Patch Check List
So, you want to apply a patch? Here are tips, traps, etc. for dealing with patches (in no particular order):
- Get a fresh copy of trunk. Or at least make sure you are up to date and clean your build area. For complex patches, it is recommended you deal with a fresh checkout.
- Look at the patch and see where it is applied. Ideally it is generated from the root, but not everyone does this, especially for contrib areas.
- patch -p 0 -i <path to patch> Throw a --dry-run on there if you want to see what happens w/o screwing up your checkout.
- Did the author write unit tests? Are the unit tests worthwhile?
- How are the benchmark results? contrib/benchmarker may be used to test performance in before/after scenarios.
- Are the licenses correct on newly added files? Has an ASF license been granted?
- Update CHANGES.txt. Give proper credit to the authors.
- Make sure you update JIRA by assigning the issue to you so that others know you are working on it.
- If it is a complex change and you have added to the original author's patch, it is suggested that you create a new patch and attach that to JIRA so that it can be discussed.

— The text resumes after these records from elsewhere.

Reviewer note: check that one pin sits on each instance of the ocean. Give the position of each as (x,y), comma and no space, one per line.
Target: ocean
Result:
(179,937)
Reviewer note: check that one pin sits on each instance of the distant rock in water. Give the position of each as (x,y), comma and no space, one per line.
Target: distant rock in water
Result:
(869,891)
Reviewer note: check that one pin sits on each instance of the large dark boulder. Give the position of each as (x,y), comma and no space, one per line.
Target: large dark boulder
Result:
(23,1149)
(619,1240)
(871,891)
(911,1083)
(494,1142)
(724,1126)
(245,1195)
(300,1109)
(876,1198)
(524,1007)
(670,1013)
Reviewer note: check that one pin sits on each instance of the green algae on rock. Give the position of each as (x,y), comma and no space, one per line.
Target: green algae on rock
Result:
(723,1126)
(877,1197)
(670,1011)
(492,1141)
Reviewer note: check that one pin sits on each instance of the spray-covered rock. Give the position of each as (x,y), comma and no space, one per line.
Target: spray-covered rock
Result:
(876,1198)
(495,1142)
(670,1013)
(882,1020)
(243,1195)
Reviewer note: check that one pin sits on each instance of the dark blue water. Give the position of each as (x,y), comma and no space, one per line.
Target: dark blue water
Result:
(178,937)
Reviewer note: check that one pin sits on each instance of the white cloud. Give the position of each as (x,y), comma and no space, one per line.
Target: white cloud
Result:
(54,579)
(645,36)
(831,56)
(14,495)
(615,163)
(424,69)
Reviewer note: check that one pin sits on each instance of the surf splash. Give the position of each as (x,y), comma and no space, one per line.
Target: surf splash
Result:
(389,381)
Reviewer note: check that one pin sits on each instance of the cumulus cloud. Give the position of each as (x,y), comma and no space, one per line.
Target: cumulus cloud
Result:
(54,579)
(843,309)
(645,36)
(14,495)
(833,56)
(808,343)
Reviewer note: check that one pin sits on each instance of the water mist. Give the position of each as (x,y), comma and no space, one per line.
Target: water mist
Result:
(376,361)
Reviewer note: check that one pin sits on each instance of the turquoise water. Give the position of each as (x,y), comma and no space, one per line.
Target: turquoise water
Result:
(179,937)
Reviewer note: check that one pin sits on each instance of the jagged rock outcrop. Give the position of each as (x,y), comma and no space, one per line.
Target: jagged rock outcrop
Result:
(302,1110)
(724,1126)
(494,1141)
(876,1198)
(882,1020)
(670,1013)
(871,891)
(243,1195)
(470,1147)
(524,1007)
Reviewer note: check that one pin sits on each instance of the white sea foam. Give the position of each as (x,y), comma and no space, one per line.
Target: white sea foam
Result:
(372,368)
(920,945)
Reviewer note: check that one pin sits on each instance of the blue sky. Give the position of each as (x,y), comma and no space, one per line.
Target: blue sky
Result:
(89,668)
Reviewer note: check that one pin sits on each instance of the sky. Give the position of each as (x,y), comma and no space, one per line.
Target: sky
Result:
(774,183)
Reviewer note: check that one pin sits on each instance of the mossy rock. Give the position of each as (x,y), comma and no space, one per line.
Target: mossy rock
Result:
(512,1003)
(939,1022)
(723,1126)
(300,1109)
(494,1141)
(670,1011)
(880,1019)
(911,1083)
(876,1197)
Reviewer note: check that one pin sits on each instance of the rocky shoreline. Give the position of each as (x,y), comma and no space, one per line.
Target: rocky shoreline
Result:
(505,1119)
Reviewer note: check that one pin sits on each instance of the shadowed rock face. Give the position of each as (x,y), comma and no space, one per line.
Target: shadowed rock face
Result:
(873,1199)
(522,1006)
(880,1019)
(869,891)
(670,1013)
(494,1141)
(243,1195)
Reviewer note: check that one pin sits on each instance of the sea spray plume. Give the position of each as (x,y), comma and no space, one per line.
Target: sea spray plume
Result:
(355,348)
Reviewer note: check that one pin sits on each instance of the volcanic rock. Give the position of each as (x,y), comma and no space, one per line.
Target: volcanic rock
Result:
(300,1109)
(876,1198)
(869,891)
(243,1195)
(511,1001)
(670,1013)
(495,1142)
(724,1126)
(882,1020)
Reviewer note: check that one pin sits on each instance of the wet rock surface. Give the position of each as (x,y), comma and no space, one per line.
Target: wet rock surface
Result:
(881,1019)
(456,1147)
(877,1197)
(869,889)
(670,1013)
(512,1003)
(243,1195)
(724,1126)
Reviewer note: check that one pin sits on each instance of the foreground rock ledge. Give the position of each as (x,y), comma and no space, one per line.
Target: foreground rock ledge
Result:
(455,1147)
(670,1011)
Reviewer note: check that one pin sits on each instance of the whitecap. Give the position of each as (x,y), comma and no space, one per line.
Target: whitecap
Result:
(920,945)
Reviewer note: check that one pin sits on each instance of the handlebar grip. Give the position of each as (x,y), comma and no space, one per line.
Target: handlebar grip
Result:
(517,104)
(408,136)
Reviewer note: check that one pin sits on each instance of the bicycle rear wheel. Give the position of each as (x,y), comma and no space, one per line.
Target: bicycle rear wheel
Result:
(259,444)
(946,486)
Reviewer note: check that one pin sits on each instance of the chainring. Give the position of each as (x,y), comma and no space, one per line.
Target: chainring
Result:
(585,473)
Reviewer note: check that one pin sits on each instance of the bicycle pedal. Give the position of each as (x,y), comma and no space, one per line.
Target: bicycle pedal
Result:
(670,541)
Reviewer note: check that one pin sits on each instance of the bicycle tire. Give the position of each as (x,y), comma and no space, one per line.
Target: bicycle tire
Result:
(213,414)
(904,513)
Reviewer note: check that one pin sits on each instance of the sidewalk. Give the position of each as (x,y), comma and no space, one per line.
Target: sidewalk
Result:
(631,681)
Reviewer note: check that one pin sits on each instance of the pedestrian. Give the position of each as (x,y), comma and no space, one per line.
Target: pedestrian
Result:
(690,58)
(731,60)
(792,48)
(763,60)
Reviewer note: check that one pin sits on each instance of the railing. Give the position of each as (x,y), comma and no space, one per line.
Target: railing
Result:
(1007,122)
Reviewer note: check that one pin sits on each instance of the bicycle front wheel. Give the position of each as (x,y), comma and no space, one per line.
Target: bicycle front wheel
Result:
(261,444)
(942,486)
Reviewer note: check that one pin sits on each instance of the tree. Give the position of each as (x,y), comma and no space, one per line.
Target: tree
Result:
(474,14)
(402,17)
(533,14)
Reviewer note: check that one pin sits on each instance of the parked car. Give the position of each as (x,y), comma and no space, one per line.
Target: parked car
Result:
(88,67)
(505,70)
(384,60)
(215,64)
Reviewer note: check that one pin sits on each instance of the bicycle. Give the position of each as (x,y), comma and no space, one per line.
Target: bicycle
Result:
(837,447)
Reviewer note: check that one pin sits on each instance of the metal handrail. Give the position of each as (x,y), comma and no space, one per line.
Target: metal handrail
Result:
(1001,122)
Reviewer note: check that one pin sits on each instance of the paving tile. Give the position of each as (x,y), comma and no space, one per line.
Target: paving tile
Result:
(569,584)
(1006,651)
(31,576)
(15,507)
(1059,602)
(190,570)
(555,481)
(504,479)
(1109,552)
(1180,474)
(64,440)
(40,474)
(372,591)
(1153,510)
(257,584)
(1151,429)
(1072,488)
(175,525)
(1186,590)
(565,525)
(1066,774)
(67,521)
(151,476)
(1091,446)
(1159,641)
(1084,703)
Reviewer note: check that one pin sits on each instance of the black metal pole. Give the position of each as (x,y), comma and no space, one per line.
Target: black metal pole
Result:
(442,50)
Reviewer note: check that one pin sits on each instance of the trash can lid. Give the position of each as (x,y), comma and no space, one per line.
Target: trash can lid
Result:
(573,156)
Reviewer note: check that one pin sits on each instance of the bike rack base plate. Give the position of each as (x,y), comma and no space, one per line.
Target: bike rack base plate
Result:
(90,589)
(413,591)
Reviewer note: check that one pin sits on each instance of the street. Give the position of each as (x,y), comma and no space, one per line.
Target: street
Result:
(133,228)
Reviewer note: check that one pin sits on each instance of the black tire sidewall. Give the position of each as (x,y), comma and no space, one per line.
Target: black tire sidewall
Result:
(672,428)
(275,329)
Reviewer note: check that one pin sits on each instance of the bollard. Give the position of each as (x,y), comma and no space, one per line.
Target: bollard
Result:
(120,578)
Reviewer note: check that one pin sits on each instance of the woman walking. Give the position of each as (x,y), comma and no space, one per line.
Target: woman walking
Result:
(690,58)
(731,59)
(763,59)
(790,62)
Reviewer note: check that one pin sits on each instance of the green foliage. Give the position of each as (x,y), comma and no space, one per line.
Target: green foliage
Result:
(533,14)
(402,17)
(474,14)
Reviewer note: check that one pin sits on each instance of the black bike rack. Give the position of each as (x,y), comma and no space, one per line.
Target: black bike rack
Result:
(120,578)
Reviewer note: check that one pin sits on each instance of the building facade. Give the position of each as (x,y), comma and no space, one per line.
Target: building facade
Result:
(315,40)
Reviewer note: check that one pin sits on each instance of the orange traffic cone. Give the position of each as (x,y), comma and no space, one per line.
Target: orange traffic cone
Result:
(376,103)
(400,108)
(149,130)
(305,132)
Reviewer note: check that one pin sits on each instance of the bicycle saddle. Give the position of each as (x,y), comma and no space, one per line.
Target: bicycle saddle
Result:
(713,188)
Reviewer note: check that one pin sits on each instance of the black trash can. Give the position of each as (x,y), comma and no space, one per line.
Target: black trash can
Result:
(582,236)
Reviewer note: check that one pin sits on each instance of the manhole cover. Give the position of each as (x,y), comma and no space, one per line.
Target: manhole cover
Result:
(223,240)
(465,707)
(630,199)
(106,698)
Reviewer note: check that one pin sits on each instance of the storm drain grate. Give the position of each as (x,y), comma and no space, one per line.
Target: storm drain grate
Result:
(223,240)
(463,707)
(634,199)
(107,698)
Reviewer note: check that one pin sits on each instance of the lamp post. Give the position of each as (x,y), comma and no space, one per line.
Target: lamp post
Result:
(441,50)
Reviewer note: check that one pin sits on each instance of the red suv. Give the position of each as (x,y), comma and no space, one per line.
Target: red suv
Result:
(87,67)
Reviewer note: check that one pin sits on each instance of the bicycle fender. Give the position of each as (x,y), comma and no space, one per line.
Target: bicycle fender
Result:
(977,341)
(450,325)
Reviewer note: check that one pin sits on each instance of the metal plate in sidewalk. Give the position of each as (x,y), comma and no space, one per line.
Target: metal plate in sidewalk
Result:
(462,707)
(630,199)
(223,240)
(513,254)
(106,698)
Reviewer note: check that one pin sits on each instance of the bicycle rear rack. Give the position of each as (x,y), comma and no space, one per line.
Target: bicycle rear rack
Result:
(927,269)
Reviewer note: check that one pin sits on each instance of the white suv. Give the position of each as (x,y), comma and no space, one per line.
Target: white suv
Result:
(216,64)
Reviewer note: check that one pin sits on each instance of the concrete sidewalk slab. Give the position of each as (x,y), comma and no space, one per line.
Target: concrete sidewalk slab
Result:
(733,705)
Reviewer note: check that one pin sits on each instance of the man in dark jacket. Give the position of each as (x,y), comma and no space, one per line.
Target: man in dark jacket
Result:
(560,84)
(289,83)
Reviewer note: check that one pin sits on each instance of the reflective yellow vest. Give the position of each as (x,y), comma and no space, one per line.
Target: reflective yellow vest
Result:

- Is it backwards compatible, per BackwardsCompatibility? Does it need to be? That is, are we on a minor revision.
- How's the documentation, esp. the javadocs?
- Before committing, make sure you add any new documents to SVN. Just b/c the patch added them doesn't mean you have.
- Run all unit tests, verify all tests pass.
- Run
ant precommit
from the top-level directory. - Generate javadocs, verify no javadoc errors/warnings were introduced by the patch.
- Put in a meaningful commit message. Reference the JIRA issue when appropriate. The default commit message in most cases should be: LUCENE-XXXX: some description. Many people and automated systems are setup to pattern match on LUCENE-XXXX: (notice the colon) so please follow that format.
- Remember to update the issue in JIRA when you have completed it.